Why should I use rules to create data mappings?

Because data mappings behave like global variables, you can create data mappings to classify and query data more easily in rules. Any rule in a study can refer to any item that is part of a data mapping in the study.

Using data mappings for rules also simplifies the process of looking at arrays of data, such as data that is collected over time. When a single item is used in multiple forms, you can use the array of data collected for the item in rules. For example, you can check that dates of visits are sequential or calculate aggregate values for the data.

Useful structure for rule creation

The first data mapping that you create for the purpose of rule creation should contain subject information, as you are most likely to need this information to be available for all rules. Over time, you will probably add and subtract information in the data mapping. The following data sets provide a useful structure:

  • A data set for single-item data series.

    In this data set, include items for which the data does not change in the study, including enrollment-type items, demographics items, and any other items that are static for a subject. Examples of items that you might include in the data set include Initials and Date of Birth.

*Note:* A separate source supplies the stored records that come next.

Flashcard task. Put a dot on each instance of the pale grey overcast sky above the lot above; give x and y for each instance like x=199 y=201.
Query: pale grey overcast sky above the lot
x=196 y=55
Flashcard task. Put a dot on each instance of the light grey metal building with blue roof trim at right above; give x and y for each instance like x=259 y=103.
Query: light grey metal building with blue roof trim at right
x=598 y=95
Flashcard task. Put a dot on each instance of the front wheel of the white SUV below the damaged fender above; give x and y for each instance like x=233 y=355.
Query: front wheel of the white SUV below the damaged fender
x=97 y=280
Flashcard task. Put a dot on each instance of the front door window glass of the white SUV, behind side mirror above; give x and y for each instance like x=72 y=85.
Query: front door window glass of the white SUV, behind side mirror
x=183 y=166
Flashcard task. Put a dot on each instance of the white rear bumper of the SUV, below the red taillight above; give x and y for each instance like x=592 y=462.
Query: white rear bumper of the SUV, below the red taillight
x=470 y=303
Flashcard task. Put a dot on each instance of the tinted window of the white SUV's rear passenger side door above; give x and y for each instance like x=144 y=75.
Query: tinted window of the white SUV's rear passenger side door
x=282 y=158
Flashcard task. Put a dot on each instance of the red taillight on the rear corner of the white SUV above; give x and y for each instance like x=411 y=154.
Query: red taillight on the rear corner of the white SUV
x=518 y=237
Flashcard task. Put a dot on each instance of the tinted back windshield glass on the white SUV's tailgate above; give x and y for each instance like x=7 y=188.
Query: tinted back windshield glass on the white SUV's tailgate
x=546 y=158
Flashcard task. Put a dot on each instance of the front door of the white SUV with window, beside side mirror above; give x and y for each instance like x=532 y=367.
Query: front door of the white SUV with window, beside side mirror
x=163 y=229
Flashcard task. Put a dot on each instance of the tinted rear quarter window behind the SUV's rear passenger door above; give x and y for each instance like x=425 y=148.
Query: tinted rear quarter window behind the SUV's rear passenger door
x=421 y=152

    When a data series contains an item on a single form, and the item is not part of a repeating form or a repeating section, the data series is treated as an alias for the item itself and can be accessed as if it were a single global variable.

  • A data set for ongoing, per-visit information.

    In this data set, include items with values that change for the subject from study event to study event. This type of information is an array of data. For example, you might include items that appear on a Vital Signs form or a Physical Exam Results form, or items that are related to adverse events or concomitant medications.

Mappings and data extraction

Mappings can also be used for data extraction.